My heart goes out to you. I am so sorry about Little Gray. Please don't second guess yourself and please don't blame yourself. You do so much for the cats and they are so much better for it.

Big hugs.
Barbara said…
I am so sorry about Little Grey, but please don't blame yourself! You do so much and were only trying to do the best thing for her! Sending a big hug!
Lisa said…
I rescue and foster for my local humane society. Have been doing so for almost a year. Last week I got a call from our coordinator wanting to know if I could take a little 3.5 week old that was abandoned with us. I had never been around kittens that small, let alone taken care of one but was willing to do it because I literally was the only one who had the schedule to take care of her around the clock.

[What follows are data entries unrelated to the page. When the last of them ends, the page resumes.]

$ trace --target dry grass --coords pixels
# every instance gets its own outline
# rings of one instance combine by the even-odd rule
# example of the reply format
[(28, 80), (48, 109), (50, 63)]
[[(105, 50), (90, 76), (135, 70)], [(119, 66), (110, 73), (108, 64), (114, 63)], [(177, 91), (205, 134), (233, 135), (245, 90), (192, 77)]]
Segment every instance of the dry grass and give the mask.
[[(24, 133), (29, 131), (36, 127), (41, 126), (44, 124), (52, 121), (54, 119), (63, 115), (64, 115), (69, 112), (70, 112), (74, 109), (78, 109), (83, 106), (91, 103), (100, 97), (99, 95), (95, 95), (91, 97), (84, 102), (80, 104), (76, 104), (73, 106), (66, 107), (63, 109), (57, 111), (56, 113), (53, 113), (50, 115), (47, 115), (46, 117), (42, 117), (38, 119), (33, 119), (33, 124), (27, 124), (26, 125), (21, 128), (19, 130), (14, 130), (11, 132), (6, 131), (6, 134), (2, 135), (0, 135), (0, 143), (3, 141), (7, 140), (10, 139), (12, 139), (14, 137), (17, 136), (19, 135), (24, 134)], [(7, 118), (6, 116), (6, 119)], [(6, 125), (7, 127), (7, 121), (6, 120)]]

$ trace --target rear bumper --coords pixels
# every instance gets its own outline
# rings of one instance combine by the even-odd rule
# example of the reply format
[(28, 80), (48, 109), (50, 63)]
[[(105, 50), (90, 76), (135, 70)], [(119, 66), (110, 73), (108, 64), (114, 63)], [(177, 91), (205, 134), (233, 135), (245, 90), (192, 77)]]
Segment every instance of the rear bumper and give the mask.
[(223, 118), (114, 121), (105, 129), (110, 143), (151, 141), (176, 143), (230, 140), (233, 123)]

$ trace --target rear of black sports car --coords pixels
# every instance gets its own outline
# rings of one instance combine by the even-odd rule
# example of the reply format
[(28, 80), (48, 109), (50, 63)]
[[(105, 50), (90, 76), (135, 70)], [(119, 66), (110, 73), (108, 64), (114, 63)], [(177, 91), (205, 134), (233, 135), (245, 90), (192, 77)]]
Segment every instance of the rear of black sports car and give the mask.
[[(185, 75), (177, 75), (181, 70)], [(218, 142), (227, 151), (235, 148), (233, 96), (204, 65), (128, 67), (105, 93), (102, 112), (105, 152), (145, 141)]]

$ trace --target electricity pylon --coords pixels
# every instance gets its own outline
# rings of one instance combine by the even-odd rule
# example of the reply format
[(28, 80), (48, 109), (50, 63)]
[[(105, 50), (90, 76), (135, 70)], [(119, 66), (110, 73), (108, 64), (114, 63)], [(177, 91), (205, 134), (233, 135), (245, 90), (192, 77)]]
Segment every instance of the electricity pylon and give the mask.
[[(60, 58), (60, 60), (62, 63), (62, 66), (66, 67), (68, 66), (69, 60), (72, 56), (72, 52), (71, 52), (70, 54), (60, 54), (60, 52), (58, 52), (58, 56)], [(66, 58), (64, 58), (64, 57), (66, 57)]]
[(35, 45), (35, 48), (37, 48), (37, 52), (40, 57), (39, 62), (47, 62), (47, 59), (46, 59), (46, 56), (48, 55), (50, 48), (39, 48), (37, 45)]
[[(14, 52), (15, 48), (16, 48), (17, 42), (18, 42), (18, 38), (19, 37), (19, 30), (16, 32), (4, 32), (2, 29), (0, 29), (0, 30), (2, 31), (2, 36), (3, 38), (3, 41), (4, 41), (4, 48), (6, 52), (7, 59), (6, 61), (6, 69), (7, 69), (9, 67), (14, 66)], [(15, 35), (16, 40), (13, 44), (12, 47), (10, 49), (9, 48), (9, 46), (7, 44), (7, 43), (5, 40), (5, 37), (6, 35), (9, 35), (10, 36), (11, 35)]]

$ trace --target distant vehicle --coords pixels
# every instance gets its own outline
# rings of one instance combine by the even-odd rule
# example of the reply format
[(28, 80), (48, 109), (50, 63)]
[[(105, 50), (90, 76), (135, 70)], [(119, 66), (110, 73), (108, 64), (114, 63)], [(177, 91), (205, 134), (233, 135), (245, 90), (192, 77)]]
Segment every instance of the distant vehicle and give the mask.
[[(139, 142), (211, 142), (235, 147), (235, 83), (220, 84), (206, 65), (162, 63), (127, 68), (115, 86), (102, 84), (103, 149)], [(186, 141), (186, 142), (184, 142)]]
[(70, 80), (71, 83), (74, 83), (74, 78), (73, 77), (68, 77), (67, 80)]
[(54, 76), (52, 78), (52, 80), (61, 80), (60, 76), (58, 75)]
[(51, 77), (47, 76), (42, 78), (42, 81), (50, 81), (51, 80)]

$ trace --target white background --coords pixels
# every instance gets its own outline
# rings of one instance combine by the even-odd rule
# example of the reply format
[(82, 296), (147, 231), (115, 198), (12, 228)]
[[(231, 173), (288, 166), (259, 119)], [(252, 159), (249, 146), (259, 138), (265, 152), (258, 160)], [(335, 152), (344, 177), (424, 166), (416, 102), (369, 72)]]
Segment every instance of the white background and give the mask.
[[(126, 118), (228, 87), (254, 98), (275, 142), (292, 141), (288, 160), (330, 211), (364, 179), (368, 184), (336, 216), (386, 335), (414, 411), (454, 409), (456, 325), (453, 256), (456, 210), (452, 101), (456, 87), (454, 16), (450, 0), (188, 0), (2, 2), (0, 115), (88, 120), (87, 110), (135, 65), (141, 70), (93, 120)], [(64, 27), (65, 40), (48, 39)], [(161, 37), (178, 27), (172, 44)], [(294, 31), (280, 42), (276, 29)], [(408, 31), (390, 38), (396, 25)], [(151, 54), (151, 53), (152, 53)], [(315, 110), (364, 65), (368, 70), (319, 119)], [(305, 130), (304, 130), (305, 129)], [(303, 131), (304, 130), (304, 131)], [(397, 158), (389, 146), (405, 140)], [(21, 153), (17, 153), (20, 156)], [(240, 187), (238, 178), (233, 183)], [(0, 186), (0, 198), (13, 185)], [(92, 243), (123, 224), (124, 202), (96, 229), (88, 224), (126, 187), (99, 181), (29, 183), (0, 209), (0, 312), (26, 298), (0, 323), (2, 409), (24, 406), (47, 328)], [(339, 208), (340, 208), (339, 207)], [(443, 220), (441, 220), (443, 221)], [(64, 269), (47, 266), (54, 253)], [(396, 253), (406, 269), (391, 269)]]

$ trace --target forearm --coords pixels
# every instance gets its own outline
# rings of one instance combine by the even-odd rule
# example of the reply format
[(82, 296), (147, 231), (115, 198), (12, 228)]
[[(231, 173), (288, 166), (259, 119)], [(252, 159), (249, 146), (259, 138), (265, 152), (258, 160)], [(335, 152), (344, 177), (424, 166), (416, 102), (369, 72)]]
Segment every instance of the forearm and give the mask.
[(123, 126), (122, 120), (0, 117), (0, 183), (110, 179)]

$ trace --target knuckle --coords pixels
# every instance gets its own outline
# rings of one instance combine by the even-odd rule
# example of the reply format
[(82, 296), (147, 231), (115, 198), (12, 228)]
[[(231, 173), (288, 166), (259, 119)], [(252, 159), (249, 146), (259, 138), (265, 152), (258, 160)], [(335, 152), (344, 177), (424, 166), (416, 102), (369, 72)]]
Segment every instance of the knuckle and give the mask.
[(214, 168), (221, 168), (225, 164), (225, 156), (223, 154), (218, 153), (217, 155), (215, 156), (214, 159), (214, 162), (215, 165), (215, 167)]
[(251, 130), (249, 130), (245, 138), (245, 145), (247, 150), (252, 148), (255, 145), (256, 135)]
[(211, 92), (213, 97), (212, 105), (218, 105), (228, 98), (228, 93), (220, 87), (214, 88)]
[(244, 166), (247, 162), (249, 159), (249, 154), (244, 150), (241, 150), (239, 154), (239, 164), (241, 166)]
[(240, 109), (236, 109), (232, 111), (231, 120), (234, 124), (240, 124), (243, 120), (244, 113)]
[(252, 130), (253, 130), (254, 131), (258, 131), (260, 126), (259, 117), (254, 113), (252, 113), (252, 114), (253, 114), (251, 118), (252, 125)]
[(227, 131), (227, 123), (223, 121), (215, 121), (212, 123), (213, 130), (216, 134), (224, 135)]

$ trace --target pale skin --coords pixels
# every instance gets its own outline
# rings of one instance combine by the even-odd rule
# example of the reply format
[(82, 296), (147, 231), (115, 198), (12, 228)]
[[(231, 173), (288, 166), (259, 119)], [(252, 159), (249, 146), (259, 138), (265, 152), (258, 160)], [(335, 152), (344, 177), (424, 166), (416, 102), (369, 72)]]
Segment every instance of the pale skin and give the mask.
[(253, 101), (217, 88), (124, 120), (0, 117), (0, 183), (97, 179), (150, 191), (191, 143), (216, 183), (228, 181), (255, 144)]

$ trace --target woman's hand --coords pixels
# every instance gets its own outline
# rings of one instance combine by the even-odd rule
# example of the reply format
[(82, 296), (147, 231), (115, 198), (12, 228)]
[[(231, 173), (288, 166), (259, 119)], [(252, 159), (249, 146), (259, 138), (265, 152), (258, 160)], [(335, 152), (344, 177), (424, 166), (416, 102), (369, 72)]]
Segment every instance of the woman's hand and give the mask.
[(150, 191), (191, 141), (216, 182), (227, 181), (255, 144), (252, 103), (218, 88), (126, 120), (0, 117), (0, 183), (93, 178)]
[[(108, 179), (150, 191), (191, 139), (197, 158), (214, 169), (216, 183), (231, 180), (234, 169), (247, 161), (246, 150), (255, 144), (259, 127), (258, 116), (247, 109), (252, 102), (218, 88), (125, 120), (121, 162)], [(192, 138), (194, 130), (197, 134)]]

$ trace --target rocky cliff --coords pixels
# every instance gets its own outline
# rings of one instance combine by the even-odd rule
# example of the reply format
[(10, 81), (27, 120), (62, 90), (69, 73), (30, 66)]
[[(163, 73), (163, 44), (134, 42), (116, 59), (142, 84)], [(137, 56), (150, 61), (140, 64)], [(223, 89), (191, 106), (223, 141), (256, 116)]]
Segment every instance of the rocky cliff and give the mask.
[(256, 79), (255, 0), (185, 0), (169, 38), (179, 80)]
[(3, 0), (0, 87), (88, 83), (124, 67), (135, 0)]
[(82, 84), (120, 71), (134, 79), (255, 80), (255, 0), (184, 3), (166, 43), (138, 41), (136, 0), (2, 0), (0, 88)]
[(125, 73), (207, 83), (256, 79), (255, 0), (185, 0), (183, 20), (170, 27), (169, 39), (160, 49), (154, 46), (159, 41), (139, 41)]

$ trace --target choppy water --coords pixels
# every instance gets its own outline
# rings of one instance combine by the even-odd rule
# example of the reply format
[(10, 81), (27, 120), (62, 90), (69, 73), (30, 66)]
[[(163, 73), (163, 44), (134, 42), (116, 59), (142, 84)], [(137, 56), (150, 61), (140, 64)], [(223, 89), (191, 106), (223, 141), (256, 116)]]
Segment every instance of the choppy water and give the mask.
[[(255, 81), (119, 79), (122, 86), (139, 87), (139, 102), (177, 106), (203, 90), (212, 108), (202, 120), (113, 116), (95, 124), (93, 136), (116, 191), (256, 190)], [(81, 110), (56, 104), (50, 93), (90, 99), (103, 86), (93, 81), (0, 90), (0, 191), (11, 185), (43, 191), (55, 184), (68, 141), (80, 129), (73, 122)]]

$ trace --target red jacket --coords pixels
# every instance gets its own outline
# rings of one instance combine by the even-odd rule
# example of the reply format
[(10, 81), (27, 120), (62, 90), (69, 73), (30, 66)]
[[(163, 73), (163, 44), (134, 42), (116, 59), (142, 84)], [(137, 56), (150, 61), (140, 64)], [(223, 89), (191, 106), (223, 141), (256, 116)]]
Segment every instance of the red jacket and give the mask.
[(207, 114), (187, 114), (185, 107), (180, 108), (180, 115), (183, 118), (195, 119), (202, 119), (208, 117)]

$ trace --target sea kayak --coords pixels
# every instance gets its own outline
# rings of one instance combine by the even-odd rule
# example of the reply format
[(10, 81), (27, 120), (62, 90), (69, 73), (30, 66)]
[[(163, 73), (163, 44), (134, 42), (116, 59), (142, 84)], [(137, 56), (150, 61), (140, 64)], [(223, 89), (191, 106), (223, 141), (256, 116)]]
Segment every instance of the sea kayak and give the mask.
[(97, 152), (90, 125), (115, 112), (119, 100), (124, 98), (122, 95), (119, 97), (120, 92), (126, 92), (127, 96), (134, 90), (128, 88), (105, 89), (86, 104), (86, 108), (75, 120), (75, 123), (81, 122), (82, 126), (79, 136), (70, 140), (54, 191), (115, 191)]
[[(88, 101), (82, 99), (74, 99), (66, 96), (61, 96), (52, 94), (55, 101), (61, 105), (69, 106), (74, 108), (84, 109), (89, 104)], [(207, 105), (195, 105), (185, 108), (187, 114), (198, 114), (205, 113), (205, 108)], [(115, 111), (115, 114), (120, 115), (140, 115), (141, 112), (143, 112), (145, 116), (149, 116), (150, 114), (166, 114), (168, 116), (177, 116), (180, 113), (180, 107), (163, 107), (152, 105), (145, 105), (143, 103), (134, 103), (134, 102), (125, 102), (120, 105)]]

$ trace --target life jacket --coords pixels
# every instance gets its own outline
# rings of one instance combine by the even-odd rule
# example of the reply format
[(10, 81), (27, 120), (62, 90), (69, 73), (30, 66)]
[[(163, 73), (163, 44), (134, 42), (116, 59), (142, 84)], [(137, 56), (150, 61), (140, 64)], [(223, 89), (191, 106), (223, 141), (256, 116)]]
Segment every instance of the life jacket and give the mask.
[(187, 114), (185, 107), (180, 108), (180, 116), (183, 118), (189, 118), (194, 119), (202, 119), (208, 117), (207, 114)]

She was tiny and dirty, but a little ball of energy. I fell in love with her immediately. I really had no clue what I was getting myself into with round the clock feedings and other things that come with a kitten that small, but I got to be her mom. And I loved that.

She was up and down a lot. Suffered from pretty severe diarrhea and later started having hypoglycemic crashes. I did everything I could and was told to do but yesterday she had to be put to sleep. She was in too much pain and not able to regulate her little organs.

The what ifs hit me instantly. What if I had gotten her to a vet sooner? What if I had fed her more often? What if I had given her a different medicine? And a million others.

My heart hurts for the loss of such a sweet little soul, but you are right about the cycle. Her loss will allow me to save another.